Depuis le lancement de la série télévisée The Handmaid’s Tale en 2017, l’oeuvre originale écrite par Margaret Atwood a gagné en popularité. Pour le Ballet royal de Winnipeg, c’était l’occasion rêvée de remettre sa version dansée sur le devant de la scène. (1)

Par Manella VILA NOVA

La chorégraphe américaine Lila York était de passage à Winnipeg pour l’occasion. « Le livre The Handmaid’s Tale est sorti en 1985, et l’histoire était déjà pertinente. Quand je l’ai lu, j’ai été captivée. Les femmes vivent une vie normale, et tout d’un coup, elles découvrent qu’elles ne peuvent plus contrôler leur argent. Ça m’a terrifiée, parce que ça semble très plausible dans le contexte actuel. »

Elle a donc décidé de développer un ballet autour du thème. « Quand j’ai créé ce spectacle pour le Ballet royal de Winnipeg, le roman n’était plus si populaire, et je voulais que le public s’intéresse de nouveau à cette histoire. Mais il y a tellement de détails et de subtilités dans le roman. Je n’ai pas pu tout intégrer, mais l’essentiel y est. C’est une histoire d’action, donc transposable en mouvements. »

L’une des parties les plus difficiles de la création pour Lila York était de transmettre l’idée de la lecture interdite. « Le fait que les femmes soient cloîtrées à la maison comme épouses, mères ou servantes et n’aient plus le droit de lire, d’être éduquées ou de prendre des décisions par elles-mêmes était très important pour Margaret Atwood. Dans le roman, le Commander séduit Offred, le personnage principal, en jouant au Scrabble. J’ai transformé ce moment en un passage où le Commander la tente en lui proposant un livre et une valse. »

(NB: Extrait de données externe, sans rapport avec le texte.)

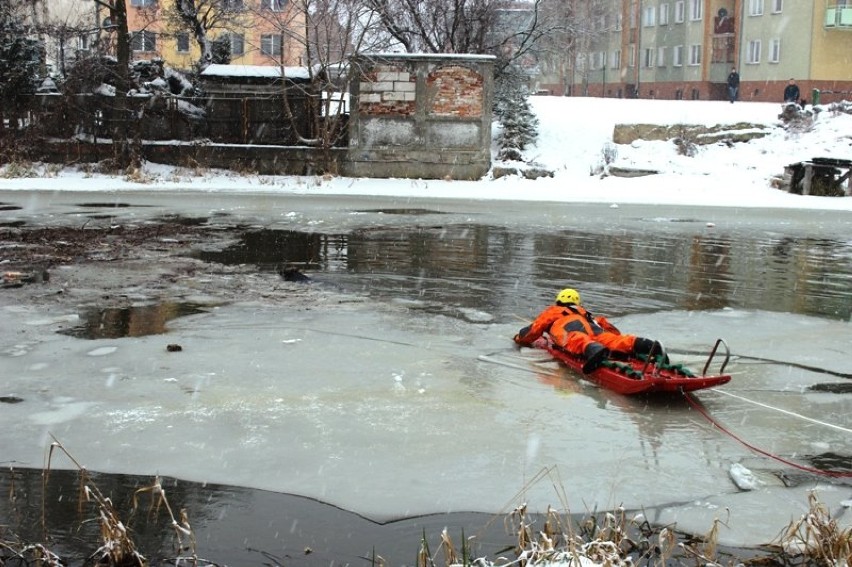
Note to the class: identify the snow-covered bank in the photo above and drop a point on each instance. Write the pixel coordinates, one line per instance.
(573, 134)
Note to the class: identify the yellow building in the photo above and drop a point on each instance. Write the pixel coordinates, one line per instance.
(259, 32)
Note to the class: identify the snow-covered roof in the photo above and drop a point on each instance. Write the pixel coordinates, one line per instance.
(255, 71)
(465, 56)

Quand Lila York a présenté son travail à Winnipeg pour la première fois en 2013, la réception a été mitigée. « Les critiques ont été durs. Le public, lui, était en larmes à la fin. Sur le coup, je n’ai pas compris pourquoi. Puis on m’a expliqué que c’était le sentiment de libération après toute la tension du ballet. Le final de la pièce est fort, rapide, violent, et je ne voulais pas que le public parte sur cette note de tension. Je voulais de la paix et de l’espoir. »

La chorégraphe était émue par ces réactions. « Pour moi, c’est gratifiant. Comme artiste, on espère que le public sera touché par notre oeuvre. De nos jours, tout le monde a beaucoup plus conscience de ce qui se passe aux États-Unis. L’histoire de The Handmaid’s Tale devient de plus en plus pertinente dans nos vies. Et la série télévisée, que je trouve excellente, a permis de conscientiser un public plus large. »

Lila York soutient que ce type d’oeuvre « a le pouvoir de changer les choses. Je ne sais pas à quel point on peut provoquer du changement. Je vois plus de résistance, mais jusqu’à maintenant, il y a eu peu de résultats. L’internet est contrôlé par quatre multinationales, et la censure devient intense. Or, ce n’est pas censé arriver dans un pays qui garantit la liberté de la presse. Mais je pense qu’en travaillant tous ensemble, on pourra avoir un impact positif. »

(1) The Handmaid’s Tale, basé sur le roman de Margaret Atwood, à la Salle du centenaire du 10 au 14 octobre.